The assembly mix containing the pathway library was then introduced into the E. coli strain harbouring the heterologous σB in the genome [8]. This strain also harbored pSynSens1.100, the naringenin-responsive biosensor plasmid described by De Paepe et al. (2018) [36]. The latter enables the selection of naringenin-producing strains based on an easy-to-measure fluorescent signal, generated by the biosensor in response to the present naringenin concentration (see Fig. 3A). A random selection of 190 colonies was screened on a microtiter plate (MTP)-scale and simultaneously the naringenin-responsive biosensor was characterized. The biosensor’s relationship between naringenin concentration and fluorescence, and its parameterized properties derived from a Hill function fit, are depicted in Additional file 1: Fig. S1. The acquired fluorescence data from the 190 different strains was normalized for optical density (OD600) and sorted in descending order. By selecting a subset of strains covering the whole range of produced fluorescence (as a measure for naringenin production) for further characterization, the relevant information content for a fixed subset size is maximized (see Fig. 3B). To obtain a quality dataset to train the mathematical models while maintaining the practical feasibility of further analysis, the selection was restricted to 35 strains.

Fig. 3
figure 3

Overview of the naringenin production screening, strain selection and characterization process. A A strain harboring the heterologous sigma factor B (σB) from Bacillus subtilis in the genome (inserted in the rpoS operon) [8], was cotransformed with the naringenin biosynthetic pathway library and the naringenin-responsive biosensor plasmid (pSynSens1.100) [36]. The strains are screened for naringenin production on microtiter plate-scale through their biosensor-generated fluorescence. B 35 strains were selected that are predicted to cover a wide range of naringenin production titers. These strains were further characterized individually using UPLC analysis to measure the actual naringenin product titers and sequence analysis was used to reveal the incorporated promoters (PB1 to PB10) and coding sequences (CDS) of the isozymes. The characteristics of all 35 strains together with the measured fluorescence/OD600 are given in Additional file 1: Table S1. (Rg: Rhodotorula glutinis; Fj: Flavobacterium johnsoniae; Pc: Petroselinum crispum; At: Arabidopsis thaliana; Ph: Petunia hybrida; Gh: Gerbera hybrida; Ms: Medicago sativa; TAL: Tyrosine ammonia-lyase; 4CL: 4-coumaroyl-CoA ligase; CHS: Chalcone synthase; CHI: Chalcone isomerase)
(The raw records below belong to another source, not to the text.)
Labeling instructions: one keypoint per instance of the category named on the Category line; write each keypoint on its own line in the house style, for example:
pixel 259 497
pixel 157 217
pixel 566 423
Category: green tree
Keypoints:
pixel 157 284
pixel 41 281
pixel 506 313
Of the selected strains, the naringenin titer in the MTP-scale cultures was determined through UPLC analysis and ranged from 1.52 to 27.03 mg/L (see Fig. 3B). Additionally, DNA sequencing was performed to determine the corresponding genotypes. Additional file 1: Table S1 shows for each strain in the subset the specific promoter and enzyme variant combinations, the achieved production titer and the corresponding fluorescent signal generated by the biosensor. For one out of the 35 observations, sequencing was unsuccessful. The employed biosensor-driven combinatorial engineering strategy allowed the selection of a subset of strains, which indeed exhibits a range of production titers resulting from diverse, and each unique, pathway architectures.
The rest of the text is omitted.